Chinese, Mideast funds to invest in Russian agricultural venture

Wall Street Journal | 27 March 2014
Medium_russian-investment
The Russian Direct Investment Fund says it is leading a consortium of Chinese and Middle East investors buying a $200M stake in Sodrugestvo, a Luxembourg-based soybean and rapeseed producer operating in Russia, several ex-Soviet states, Brazil and Northern Europe.

Chinese, Mideast funds to invest in Russian agricultural venture

Russia seeks to show it can draw foreign investment despite western sanctions

By Lukas I. Alpert

MOSCOW—Russia's state-sponsored private equity group said Thursday it has persuaded Chinese and Middle Eastern sovereign-wealth funds to invest in a Russian agricultural venture, as the country seeks to show it can still draw foreign investment while under the shadow of Western sanctions.
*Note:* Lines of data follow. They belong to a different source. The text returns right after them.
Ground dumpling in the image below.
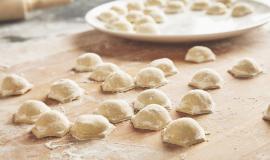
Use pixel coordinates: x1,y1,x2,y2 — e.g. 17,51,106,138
134,23,160,34
191,0,210,11
263,105,270,121
162,117,206,147
135,67,167,88
228,58,262,78
216,0,234,6
0,74,32,97
134,89,172,111
89,63,120,82
134,15,156,25
144,7,166,23
74,53,103,72
145,0,166,7
164,1,184,14
231,3,254,17
189,68,223,90
127,2,144,11
96,99,134,123
206,2,227,15
176,89,215,115
70,114,115,140
101,70,135,92
131,104,172,131
13,100,51,124
48,79,84,103
185,46,216,63
126,10,144,23
150,58,178,76
107,19,133,32
32,110,70,138
97,10,119,23
111,5,128,15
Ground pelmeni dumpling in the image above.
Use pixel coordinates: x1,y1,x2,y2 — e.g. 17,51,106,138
74,53,103,72
263,105,270,121
111,5,128,15
191,0,210,11
231,3,254,17
216,0,234,6
32,110,70,138
150,58,178,76
70,114,115,140
145,8,166,23
131,104,172,131
164,1,184,14
134,23,160,34
134,89,172,111
135,67,167,88
97,10,119,23
126,10,144,23
102,70,135,92
185,46,216,63
228,58,262,78
145,0,166,7
14,100,51,124
127,2,144,11
48,79,84,103
0,74,33,97
189,68,223,90
89,63,120,82
96,99,134,123
206,2,227,15
107,19,133,32
176,89,215,115
134,15,156,25
162,117,206,147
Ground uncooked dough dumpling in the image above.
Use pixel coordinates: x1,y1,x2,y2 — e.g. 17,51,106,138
164,1,184,14
131,104,172,131
145,0,165,7
134,15,156,25
14,100,51,124
0,74,33,97
126,10,144,23
263,105,270,121
97,10,119,23
134,89,172,111
70,114,115,140
32,110,70,138
185,46,216,63
162,117,206,147
135,67,167,88
48,79,84,103
228,58,262,78
127,2,144,11
74,53,103,72
107,19,133,32
144,7,166,23
150,58,178,76
189,68,223,90
134,23,160,34
102,70,135,92
206,2,227,15
111,5,128,15
231,3,254,17
96,99,134,123
216,0,233,6
191,0,209,11
89,63,120,82
176,89,215,115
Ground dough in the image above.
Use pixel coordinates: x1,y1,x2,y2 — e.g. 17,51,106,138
176,89,215,115
134,23,160,34
144,7,166,23
191,0,209,11
189,68,223,90
134,15,156,26
89,63,120,82
111,5,128,15
231,3,254,17
162,117,206,147
206,2,227,15
228,58,262,78
97,10,119,23
164,1,184,14
70,114,115,140
32,110,70,138
101,70,135,92
96,99,134,123
134,89,172,111
0,74,33,97
150,58,178,76
216,0,233,6
14,100,51,124
185,46,216,63
127,2,144,11
135,67,167,88
145,0,165,7
74,53,103,72
263,105,270,121
131,104,172,131
107,19,133,32
48,79,84,103
126,10,144,23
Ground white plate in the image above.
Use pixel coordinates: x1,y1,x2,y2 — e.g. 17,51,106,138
85,0,270,43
The Russian Direct Investment Fund, which was set up by President Vladimir Putin three years ago to attract foreign private equity investment into Russia, said it was leading a consortium buying a $200 million stake in Sodrugestvo, a Luxembourg-based soybean and rapeseed producer and trader.

Among the investors is the China Investment Corp., with which the RDIF set up a $2 billion co-investment fund in 2012, and an unnamed Middle Eastern sovereign-wealth fund. Sodrugestvo had $2 billion in revenue last year and has operations in Russia, several former Soviet states, Brazil and Northern Europe.
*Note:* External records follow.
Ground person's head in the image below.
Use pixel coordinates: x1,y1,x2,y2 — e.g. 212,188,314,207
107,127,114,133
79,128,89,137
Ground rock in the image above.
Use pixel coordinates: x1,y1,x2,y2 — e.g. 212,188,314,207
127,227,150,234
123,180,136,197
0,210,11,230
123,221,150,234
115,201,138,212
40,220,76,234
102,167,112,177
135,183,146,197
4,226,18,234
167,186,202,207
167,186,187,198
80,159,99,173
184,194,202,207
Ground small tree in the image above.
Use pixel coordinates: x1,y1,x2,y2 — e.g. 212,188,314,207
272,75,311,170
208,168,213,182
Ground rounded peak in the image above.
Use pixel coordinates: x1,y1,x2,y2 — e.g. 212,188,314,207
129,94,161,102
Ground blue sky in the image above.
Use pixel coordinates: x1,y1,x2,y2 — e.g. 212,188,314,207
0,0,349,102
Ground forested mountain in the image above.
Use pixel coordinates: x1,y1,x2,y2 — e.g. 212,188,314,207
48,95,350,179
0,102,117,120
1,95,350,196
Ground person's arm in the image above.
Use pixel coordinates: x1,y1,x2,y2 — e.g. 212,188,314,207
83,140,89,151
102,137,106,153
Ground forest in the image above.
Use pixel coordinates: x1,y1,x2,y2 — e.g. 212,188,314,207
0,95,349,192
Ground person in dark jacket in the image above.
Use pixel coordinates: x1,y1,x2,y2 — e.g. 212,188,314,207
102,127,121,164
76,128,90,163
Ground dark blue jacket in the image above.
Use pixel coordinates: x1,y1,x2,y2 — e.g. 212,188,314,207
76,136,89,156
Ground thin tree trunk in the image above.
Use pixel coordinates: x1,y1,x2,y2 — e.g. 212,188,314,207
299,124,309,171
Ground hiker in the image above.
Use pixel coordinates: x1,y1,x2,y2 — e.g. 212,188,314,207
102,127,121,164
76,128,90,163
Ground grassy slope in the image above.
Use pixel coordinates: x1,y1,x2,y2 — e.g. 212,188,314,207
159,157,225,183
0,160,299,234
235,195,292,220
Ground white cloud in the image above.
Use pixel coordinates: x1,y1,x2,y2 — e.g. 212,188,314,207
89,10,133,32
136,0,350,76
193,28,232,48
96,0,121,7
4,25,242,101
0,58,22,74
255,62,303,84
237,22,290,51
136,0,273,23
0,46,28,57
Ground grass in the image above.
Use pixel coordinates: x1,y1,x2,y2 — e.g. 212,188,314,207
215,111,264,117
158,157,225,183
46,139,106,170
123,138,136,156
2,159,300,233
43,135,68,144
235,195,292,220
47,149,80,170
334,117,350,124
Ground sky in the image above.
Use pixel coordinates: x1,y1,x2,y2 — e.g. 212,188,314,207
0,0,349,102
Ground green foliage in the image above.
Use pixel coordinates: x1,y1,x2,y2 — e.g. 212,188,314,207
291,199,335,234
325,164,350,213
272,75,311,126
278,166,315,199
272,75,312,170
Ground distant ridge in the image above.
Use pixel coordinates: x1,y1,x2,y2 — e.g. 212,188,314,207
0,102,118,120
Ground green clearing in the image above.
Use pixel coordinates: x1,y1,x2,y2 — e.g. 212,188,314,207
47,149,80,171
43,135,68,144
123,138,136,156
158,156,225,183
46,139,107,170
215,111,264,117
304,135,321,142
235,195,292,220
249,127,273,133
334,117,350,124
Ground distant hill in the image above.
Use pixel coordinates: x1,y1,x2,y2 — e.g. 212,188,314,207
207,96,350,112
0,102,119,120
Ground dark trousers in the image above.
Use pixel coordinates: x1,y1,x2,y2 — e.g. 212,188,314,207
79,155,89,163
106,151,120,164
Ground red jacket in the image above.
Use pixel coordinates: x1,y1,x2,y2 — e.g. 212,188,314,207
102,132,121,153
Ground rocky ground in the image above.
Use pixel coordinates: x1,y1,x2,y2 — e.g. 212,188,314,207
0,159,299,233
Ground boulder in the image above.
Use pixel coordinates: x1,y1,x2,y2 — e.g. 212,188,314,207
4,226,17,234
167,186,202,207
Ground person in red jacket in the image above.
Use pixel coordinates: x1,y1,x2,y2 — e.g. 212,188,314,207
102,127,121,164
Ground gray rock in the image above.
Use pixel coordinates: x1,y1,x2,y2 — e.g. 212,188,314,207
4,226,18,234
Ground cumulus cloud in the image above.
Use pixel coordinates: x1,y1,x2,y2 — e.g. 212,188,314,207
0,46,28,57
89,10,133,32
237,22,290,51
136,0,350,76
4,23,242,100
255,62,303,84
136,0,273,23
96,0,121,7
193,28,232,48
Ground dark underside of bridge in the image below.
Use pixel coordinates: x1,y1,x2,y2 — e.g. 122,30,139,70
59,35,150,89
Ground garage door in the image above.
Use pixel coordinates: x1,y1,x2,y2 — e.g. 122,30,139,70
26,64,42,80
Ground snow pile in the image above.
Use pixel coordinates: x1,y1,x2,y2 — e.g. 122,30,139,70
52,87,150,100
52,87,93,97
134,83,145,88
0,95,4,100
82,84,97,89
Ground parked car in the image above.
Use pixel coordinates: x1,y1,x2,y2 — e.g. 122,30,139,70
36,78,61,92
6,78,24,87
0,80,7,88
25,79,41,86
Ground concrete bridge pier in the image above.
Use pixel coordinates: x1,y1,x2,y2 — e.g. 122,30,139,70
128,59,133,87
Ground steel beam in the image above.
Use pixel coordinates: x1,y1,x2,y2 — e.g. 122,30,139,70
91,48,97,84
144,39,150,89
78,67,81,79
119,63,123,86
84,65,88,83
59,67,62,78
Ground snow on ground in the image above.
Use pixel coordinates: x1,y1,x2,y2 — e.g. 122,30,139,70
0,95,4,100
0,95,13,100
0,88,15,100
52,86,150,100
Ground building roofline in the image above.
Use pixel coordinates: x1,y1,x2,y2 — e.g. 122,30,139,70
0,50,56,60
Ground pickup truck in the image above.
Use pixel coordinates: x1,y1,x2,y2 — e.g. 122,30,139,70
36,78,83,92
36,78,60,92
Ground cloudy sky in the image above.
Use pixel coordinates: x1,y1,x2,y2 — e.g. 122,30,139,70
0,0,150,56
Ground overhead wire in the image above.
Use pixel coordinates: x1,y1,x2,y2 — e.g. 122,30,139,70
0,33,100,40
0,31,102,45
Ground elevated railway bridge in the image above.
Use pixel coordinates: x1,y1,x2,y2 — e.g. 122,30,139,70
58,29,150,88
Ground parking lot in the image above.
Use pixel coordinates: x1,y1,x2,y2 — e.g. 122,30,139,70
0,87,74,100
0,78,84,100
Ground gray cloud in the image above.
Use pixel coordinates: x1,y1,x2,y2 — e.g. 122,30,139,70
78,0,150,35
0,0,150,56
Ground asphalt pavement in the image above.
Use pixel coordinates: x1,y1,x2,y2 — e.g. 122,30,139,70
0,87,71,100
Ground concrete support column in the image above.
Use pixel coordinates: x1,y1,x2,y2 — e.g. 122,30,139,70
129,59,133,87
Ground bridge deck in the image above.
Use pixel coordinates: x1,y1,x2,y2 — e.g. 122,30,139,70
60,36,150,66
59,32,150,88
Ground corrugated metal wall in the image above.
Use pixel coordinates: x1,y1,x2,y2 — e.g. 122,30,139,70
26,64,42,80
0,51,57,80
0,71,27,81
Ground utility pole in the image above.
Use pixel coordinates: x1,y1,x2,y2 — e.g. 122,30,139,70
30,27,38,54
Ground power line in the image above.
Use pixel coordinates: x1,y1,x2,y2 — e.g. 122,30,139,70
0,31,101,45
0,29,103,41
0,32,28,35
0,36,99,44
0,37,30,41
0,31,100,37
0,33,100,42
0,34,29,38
"The fact that RDIF established the consortium is a clear signal that international capital remains available for high-quality Russian companies," said RDIF Chief Executive Kirill Dmitriev.
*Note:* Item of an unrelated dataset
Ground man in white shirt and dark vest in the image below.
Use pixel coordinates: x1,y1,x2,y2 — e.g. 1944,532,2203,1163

Russia has increasingly turned to the East for investment dollars in recent years, with the RDIF securing a series of deals with Asian and Middle Eastern funds. Since the U.S. and the European Union imposed sanctions on Russian government officials and people close to Mr. Putin following the annexation of Crimea, Russian officials have pushed for a further strengthening of ties outside of the West.

Still, the fund counts several high-profile Western private-equity figures on its international advisory board, including Blackstone Group Chief Executive Stephen Schwarzman, Apollo Global Management APO -0.16% Chief Executive Leon Black and TPG Capital co-founder David Bonderman. One of the members of its supervisory board—Mr. Putin's chief of staff Sergei Ivanov —is included on the U.S. sanctions list.

The RDIF was created in 2011 and is a fully owned subsidiary of Russia's state development bank, Vnesheconombank. The fund is capitalized with $2 billion a year in state cash for five years for a total of $10 billion and under its mandate is required to secure co-investment that at a minimum matches its own commitment.

Last year, it launched a $2 billion fund with Abu Dhabi's Mubadala Development Company and a $1 billion deal with the Japan Bank for International Cooperation. In 2012, it secured a commitment of $500 million from the Kuwait Investment Authority to co-invest in all RDIF deals.